EAT confirms Addison Lee drivers are entitled to workers’ rights

EAT decision workers rights

Taxi drivers with Addison Lee are legally entitled to the national minimum wage and holiday pay rights, confirms the Employment Appeal Tribunal (EAT).

The EAT has rejected the arguments that the ‘gig-economy’ drivers are self-employed contractors running their own businesses, reports the union GMB. It has confirmed the original Employment Tribunal’s decision last year that the nature of the relationship between the drivers and the company is that Addison Lee drivers work for Addison Lee rather than being self-employed.

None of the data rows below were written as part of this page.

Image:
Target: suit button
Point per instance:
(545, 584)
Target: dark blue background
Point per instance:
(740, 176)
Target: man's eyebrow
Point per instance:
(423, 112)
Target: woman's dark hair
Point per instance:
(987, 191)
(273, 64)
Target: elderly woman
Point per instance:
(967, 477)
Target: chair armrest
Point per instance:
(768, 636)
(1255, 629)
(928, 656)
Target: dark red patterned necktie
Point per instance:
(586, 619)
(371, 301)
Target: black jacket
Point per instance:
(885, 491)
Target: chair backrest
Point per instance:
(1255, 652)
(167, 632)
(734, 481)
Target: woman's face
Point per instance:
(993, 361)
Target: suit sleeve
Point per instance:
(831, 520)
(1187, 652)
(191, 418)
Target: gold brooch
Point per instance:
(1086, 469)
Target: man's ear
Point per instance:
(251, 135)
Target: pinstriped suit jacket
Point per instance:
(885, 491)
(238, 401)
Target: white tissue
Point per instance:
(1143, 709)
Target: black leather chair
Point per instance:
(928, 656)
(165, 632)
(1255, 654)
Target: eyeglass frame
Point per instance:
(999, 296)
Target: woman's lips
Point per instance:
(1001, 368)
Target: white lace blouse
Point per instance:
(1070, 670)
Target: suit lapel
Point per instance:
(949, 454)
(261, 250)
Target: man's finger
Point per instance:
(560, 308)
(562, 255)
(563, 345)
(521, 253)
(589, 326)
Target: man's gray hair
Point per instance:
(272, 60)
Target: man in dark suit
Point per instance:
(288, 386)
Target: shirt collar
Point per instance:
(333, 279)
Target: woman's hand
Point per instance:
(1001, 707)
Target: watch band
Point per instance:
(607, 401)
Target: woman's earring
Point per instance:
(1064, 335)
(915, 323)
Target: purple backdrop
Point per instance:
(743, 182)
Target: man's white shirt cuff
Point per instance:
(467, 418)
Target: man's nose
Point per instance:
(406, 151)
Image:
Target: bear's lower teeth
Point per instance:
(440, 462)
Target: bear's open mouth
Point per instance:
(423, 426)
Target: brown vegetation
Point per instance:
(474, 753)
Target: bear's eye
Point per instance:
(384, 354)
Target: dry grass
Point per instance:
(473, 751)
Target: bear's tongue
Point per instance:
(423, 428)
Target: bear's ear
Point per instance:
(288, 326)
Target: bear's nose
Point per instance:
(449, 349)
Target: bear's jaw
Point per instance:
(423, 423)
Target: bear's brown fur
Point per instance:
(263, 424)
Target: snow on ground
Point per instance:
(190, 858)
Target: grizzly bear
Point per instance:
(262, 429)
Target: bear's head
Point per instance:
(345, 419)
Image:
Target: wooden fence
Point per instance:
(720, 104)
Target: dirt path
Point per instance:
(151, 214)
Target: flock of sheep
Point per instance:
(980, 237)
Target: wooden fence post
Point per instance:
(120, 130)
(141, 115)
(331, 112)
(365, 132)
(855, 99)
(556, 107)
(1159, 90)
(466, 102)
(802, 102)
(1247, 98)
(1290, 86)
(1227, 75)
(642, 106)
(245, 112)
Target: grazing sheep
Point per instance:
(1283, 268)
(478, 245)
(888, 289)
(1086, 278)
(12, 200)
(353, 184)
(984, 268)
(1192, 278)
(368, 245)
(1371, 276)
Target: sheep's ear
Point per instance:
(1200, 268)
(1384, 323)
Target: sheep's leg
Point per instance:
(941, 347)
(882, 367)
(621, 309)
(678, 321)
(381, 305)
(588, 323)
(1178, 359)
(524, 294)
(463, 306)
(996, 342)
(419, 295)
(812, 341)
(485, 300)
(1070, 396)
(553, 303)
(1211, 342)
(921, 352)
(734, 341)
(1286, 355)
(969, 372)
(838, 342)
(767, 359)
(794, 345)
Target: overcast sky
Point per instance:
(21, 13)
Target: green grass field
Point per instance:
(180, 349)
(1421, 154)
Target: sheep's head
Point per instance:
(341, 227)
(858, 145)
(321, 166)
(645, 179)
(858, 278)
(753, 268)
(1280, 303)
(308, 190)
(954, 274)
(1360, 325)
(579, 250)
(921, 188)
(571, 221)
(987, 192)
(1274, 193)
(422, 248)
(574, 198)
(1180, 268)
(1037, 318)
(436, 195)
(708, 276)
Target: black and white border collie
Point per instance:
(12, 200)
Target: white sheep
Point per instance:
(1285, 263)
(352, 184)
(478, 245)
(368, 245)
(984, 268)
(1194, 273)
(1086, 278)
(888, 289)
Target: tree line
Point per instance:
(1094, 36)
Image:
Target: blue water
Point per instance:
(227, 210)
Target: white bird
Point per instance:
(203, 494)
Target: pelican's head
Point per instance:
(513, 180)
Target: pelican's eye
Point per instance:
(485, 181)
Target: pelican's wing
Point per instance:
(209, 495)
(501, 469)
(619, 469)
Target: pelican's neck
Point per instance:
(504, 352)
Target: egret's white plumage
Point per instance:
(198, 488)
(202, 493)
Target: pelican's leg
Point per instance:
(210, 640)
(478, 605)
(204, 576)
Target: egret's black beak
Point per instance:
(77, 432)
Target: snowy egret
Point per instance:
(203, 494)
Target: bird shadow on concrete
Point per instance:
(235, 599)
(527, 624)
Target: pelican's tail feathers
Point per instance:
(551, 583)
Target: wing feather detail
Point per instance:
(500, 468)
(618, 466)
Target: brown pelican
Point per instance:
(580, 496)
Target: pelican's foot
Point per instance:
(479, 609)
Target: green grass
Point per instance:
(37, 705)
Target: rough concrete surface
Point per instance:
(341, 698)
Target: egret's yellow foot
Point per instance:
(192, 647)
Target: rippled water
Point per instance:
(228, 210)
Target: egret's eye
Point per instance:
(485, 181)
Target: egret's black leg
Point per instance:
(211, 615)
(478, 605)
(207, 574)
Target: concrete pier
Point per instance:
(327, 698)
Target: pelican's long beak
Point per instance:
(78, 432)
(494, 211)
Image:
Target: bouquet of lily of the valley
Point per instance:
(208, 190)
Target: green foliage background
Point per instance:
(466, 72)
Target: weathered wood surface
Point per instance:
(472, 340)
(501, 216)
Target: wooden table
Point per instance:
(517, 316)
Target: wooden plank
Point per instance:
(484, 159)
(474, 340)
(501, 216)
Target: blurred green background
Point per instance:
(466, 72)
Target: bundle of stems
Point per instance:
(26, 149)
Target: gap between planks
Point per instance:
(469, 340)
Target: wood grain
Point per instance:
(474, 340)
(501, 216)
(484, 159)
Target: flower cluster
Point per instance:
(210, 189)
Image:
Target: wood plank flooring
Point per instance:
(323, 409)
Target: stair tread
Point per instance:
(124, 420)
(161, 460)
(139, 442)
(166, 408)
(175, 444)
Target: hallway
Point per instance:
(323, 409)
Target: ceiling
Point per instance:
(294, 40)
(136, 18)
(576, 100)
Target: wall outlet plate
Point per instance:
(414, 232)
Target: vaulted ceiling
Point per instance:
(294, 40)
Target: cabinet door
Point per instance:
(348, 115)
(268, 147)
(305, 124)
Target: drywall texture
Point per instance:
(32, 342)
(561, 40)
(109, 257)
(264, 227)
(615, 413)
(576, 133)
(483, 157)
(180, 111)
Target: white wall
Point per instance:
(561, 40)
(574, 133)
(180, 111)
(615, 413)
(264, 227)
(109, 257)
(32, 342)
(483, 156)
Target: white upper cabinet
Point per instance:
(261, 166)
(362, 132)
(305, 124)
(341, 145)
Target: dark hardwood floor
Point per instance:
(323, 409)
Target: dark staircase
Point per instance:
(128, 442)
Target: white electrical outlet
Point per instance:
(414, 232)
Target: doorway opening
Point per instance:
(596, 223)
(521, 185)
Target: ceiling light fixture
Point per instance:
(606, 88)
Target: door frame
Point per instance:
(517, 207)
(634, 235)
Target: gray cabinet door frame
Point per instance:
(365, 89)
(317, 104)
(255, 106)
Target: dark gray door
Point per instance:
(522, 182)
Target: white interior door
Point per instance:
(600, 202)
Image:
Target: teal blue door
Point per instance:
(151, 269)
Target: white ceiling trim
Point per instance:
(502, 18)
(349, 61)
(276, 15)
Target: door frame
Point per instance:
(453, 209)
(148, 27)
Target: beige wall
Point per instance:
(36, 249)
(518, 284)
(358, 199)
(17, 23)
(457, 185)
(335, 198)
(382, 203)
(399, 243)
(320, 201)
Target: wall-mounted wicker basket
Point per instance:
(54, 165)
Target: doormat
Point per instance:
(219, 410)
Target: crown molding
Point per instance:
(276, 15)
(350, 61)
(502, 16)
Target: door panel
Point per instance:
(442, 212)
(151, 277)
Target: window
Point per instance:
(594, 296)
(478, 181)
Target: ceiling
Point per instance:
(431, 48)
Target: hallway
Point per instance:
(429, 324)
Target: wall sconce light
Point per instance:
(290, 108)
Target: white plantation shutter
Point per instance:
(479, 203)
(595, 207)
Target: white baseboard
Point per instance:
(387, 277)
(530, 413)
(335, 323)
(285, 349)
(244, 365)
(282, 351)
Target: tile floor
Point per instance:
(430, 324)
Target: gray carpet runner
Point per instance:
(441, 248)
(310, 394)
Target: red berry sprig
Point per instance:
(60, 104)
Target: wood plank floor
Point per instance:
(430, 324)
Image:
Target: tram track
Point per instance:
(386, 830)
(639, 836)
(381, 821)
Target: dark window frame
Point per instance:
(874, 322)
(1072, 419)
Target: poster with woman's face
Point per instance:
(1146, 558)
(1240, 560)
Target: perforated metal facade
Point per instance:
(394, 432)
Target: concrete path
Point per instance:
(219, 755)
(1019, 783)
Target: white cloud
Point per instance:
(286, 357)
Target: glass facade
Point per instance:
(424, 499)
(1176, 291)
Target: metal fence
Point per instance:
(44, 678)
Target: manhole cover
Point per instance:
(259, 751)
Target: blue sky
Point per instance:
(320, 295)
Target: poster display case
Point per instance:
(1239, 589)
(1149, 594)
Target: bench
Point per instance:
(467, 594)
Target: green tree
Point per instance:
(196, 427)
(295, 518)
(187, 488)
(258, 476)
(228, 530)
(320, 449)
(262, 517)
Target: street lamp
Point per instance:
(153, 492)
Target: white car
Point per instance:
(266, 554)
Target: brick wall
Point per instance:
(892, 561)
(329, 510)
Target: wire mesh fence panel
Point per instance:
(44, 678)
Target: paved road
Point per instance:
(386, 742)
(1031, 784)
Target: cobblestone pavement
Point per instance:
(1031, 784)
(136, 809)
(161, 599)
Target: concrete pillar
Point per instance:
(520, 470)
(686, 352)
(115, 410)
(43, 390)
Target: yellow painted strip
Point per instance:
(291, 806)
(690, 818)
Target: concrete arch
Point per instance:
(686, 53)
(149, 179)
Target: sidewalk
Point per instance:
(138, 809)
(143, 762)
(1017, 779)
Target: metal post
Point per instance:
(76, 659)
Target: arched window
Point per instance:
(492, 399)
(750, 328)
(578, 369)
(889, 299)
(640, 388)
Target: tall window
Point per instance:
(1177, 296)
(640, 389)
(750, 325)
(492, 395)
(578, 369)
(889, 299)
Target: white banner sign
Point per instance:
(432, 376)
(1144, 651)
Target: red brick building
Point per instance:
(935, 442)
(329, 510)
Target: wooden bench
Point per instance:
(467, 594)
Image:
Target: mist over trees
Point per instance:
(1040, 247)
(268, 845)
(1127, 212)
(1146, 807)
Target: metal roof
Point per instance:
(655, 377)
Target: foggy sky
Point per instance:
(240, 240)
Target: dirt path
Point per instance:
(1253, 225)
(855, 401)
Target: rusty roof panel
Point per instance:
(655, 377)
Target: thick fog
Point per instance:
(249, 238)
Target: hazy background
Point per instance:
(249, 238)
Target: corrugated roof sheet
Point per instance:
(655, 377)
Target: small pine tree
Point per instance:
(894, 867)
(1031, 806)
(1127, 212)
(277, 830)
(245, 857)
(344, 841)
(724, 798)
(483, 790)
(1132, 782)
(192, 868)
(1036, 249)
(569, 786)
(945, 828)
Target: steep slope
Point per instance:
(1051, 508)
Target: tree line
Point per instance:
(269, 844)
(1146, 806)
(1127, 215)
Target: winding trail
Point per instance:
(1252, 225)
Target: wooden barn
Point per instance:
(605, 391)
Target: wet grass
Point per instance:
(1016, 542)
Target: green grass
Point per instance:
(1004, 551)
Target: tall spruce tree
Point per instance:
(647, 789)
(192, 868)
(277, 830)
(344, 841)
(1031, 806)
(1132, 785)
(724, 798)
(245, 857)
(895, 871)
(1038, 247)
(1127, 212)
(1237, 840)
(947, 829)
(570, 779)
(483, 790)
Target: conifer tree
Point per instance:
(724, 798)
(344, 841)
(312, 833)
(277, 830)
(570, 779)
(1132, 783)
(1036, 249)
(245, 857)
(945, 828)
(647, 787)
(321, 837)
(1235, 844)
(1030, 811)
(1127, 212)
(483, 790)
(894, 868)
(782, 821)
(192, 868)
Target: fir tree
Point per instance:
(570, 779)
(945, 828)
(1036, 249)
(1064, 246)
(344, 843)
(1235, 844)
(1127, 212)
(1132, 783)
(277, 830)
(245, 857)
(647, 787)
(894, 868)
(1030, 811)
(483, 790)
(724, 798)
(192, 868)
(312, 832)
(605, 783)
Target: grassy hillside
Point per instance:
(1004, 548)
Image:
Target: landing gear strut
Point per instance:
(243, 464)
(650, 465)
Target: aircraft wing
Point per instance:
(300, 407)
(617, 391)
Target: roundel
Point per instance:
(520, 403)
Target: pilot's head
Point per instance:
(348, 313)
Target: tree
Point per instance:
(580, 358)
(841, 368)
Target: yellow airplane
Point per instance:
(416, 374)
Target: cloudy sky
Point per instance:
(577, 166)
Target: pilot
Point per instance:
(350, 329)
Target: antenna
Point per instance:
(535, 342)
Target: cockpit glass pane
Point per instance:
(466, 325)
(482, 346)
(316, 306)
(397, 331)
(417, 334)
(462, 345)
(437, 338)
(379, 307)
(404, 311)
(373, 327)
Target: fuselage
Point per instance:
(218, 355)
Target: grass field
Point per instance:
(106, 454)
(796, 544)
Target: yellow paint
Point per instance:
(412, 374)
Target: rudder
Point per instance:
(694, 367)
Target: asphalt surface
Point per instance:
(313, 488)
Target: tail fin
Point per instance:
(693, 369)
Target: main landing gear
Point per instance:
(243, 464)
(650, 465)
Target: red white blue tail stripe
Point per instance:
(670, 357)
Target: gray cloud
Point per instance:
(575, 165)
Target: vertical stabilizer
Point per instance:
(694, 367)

The ruling may mean thousands of Addison Lee drivers are legally entitled to receive the National Minimum Wage and holiday pay.

It is clear that Addison Lee’s business model of providing a fleet of highly trained, regulated drivers is incompatible with their arguments that drivers are not workers who are entitled to workers’ fundamental rights, says Liana Wood, a solicitor at Leigh Day, which represented the drivers, on behalf of union GMB.

Says Wood: “We hope that Addison Lee will accept this decision; drivers shouldn’t have to continue to work very long hours, often in excess of 60 hours per week, to earn just enough to meet their basic living costs.”

The taxi drivers brought the claim in 2016 because they wanted to be ‘treated fairly’ says Michaell Lange, one of the drivers involved in the case. “”We now urge Addison Lee to do the decent thing and stop denying its workforce of over 4000 drivers their rights.”

The union GMB says it will continue to fight what it calls exploitative companies.
“This is another huge win for GMB over bogus self-employment,” says Sue Harris, GMB Legal Director. “Once again the courts have agreed Addison Lee drivers are legally entitled to workers’ rights such as the national minimum wage and holiday pay rights.